Maternal Western Diet Programs Cardiometabolic Dysfunction and Hypothalamic Inflammation via Epigenetic Mechanisms Predominantly in the Male Offspring [Methyl-seq]. Maternal Western Diet Programs Cardiometabolic Dysfunction and Hypothalamic Inflammation via Epigenetic Mechanisms Predominantly in the Male Offspring [Methyl-seq]

Maternal exposure during pregnancy is a strong determinant of offspring health outcomes. Such exposures induce changes in the offspring epigenome resulting in gene expression and functional changes. In this study, we investigated the effect of maternal Western hypercaloric diet (HCD) programming during the perinatal period and its effect on neuronal plasticity and cardiometabolic health in adult offspring. C57BL/6J dams were fed HCD for 1 month prior to mating with regular diet (RD) sires and kept on the same diet throughout pregnancy and lactation. At weaning, offspring were maintained on either HCD or RD for 3 months duration. Maternal programming resulted in male-specific hypertension and hyperglycemia, with both males and females showing increased sympathetic tone to the vasculature. Surprisingly, programmed male offspring fed on HCD exhibited lower glucose levels, less insulin resistance, and leptin levels compared to non-programmed HCD-fed male mice. Hypothalamic genes involved in glial and astrocytic differentiation were differentially methylated in programmed male offspring. Genes involved in inflammation and type 2 diabetes were targeted by differentially expressed miRNA in programmed male offspring. Methyl-seq data were supported by our findings of astrogliosis and microgliosis as well as increased microglial activation in programmed males in the paraventricular nucleus (PVN). Aligned with programming-induced protective effect in HCD male mice, we observed lower protein levels of hypothalamic TGFβ2, NF-κB2, NF-κBp65, Ser-pIRS1, and GLP1R compared to non-programmed HCD-fed male mice.

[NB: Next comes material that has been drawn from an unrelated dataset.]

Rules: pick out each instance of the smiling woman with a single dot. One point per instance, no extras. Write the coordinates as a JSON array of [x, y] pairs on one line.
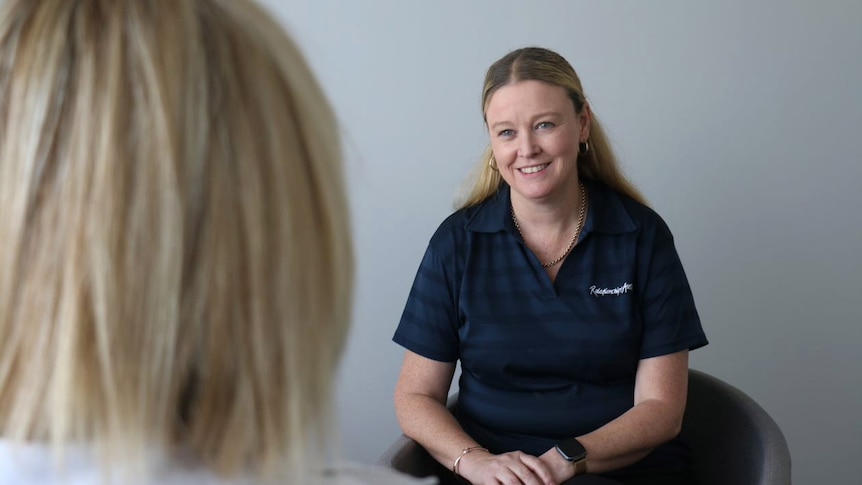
[[561, 294]]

In conclusion, our study shows that maternal HCD programs neuronal plasticity in the offspring and results in male-specific hypertension and hyperglycemia. On the other hand, we observed a compensatory role of programming potentially by priming metabolic pathways to handle excess nutrients in a more efficient way. Overall design: These are methyl-seq data driven from the hypothalamus of programmed mice with perinatal hypercaloric diet and non-programmed mice with either postnatal HCD or regular diet. First part of the name refers to maternal diet and the second part refers to offspring diet.

孕期母体暴露情况是子代健康结局的重要决定因素。此类暴露可诱导子代表观基因组发生改变，进而引发基因表达与功能层面的变化。本研究探讨了围产期母体西方高能量饮食（Western hypercaloric diet, HCD）程序化效应，及其对成年子代神经元可塑性与心血管代谢健康的影响。实验中将C57BL/6J品系雌鼠在与饲喂常规饮食（Regular Diet, RD）的雄鼠交配前，先饲喂HCD1个月，并在整个妊娠与哺乳期间持续维持该饮食方案。子代断奶后，分别饲喂HCD或RD，持续饲养3个月。母体程序化干预可引发雄性特异性高血压与高血糖，且雌雄子代均表现出血管交感紧张性升高。令人意外的是，相较于未接受程序化干预的HCD饲喂雄性小鼠，接受程序化干预并饲喂HCD的雄性子代小鼠血糖水平更低，胰岛素抵抗程度与瘦素水平均显著降低。程序化干预的雄性子代小鼠下丘脑中，参与胶质细胞与星形胶质细胞分化的基因呈现差异化甲基化修饰。程序化干预的雄性子代小鼠体内，与炎症及2型糖尿病相关的基因受到差异表达微小RNA（microRNA, miRNA）的调控。甲基化测序（Methyl-seq）数据得到了以下发现的验证：程序化干预的雄性小鼠室旁核（paraventricular nucleus, PVN）中存在星形胶质细胞增生、小胶质细胞增生以及小胶质细胞激活增强的现象。与HCD饲喂的未程序化干预雄性小鼠相比，接受程序化干预并饲喂HCD的雄性小鼠下丘脑中TGFβ2、NF-κB2、NF-κBp65、Ser-pIRS1及GLP1R的蛋白水平显著降低，这与程序化干预为其带来的保护效应相一致。综上，本研究表明母体HCD可对子代产生程序化干预效应，影响其神经元可塑性，并引发雄性特异性高血压与高血糖；与此同时，我们发现程序化干预可能通过激活代谢通路，使机体更高效地处理过量营养物质，从而发挥代偿性保护作用。实验整体设计：本数据集的甲基化测序数据来源于两类小鼠的下丘脑组织：一类为围产期饲喂高能量饮食的程序化干预小鼠，另一类为出生后饲喂HCD或常规饮食的未程序化干预小鼠。样本命名的前半部分代表母体饮食，后半部分代表子代饮食。